NICK DERISO: On this, their second release, the Bluerunners were not so much tinkering with their tough southern-Louisiana sound, as they were utterly revamping it.
“Chateau” (on the terrific old Monkey Hill label) was to traditional Cajun what punk music was to rock — a whole new version, but born ragged and real. There was a hard, very guitar-oriented attack (the lead here is singer Mark Meaux) on every tired, roots-music assumption here.
While you still sense the occasional chanky-chank beat or the wisp of a squeeze box deep in the mix, it’s not nearly as overt as their self-titled debut. Where the first album was one-part Clifton Chenier and one-part Clash, “Chateau” burns a cleaner fuel: These guys were playing rock, and tearing it up.

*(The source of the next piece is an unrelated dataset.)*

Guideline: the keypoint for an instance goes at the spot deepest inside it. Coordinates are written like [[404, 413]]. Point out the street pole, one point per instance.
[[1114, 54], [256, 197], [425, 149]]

Yet there is something very interesting about their Atchafalaya attitude, and that’s what made this band remarkable.
Certainly no other of the then so-called alternative groups was inserting an accordian into the mix — as with “Invitation” on this disc. And none could do it with the muscular authority of the Bluerunners, even if they had dared.
I missed the in-yer-face frattoir work that marked their torrid performances at Lafayette’s Grant Street Dancehall, but that had already been done.
A rare, rare find, this is: The Cajun record that sounds anything but old-fashioned.